The Sun at the "Alignment Time" in 2012: close, but no cigar

Remember that all Great Circles intersect at two points, so it's not a question of if they cross, but where. And the Grand Cosmic Alignment of 2012 is illustrated by the above illustration I made using Skychart (Cartes du Ciel, a free Open Source program that I highly recommend). It shows the Sun at the time of the December Solstice on Dec. 21, 2012 at 11:11:11 UT. The ecliptic is the line that's level, on which the Sun appears to be moving from right to left. The inclined line shows the plane of the Milky Way. There is your alignment.


"But wait," you say, "they're not really aligned." True enough.

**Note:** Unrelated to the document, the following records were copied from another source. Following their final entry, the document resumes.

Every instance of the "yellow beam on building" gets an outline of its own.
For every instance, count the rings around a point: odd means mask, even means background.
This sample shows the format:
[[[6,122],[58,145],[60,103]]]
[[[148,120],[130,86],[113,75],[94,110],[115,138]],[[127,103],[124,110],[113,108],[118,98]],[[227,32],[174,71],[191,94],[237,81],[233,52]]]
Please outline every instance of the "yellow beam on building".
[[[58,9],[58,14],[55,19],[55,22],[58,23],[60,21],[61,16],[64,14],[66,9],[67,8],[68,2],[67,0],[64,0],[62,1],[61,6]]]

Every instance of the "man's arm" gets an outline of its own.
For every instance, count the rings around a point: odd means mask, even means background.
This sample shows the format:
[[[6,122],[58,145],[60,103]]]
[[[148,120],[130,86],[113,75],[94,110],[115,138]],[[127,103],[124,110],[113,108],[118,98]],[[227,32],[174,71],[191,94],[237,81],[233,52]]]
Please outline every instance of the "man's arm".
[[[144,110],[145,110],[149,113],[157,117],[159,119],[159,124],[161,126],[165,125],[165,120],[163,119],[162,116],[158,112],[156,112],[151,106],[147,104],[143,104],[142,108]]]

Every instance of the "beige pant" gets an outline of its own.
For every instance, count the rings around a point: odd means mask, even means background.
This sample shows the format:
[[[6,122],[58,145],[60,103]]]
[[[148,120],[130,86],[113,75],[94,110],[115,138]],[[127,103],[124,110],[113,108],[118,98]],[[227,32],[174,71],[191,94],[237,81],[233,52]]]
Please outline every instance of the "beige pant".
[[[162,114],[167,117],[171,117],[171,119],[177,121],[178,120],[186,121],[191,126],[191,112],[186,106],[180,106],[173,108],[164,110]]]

The actual "alignment," such as it is, occurred in 1998, when the center of the sun aligned as closely as possible with the plane of the galaxy at the time of the solstice. In fact, since the Sun has an apparent diameter of a half-degree, as seen from Earth, "alignments" such as these began in 1980, and will continue until 2016.
John Major Jenkins' illustration of "alignments" in 1998 and 2012
So there you have your "Grand Alignment," which actually occurred in 1998 and was meaningless even then. Why this supposedly has any connection with the 2012 solstice is anyone's guess. 
The Sun "Aligns" (?) with the center of the Galaxy ("X") on Dec. 21, 2012

As for the talk about the Sun "aligning" with the center of the galaxy, well, it never happens. The galaxy's center does not lie on the ecliptic, so the sun never reaches it, although each December Solstice the Sun passes only about six and a half degrees from it. Wow! In fact, as you can see the Sun actually passes closer to the galaxy's center several days before the solstice, as it appears to move eastward along the ecliptic. But is that dramatic? Naah?


So if I were Peter Gersten, I'd wait for a much better "alignment" than this before leaping off a cliff.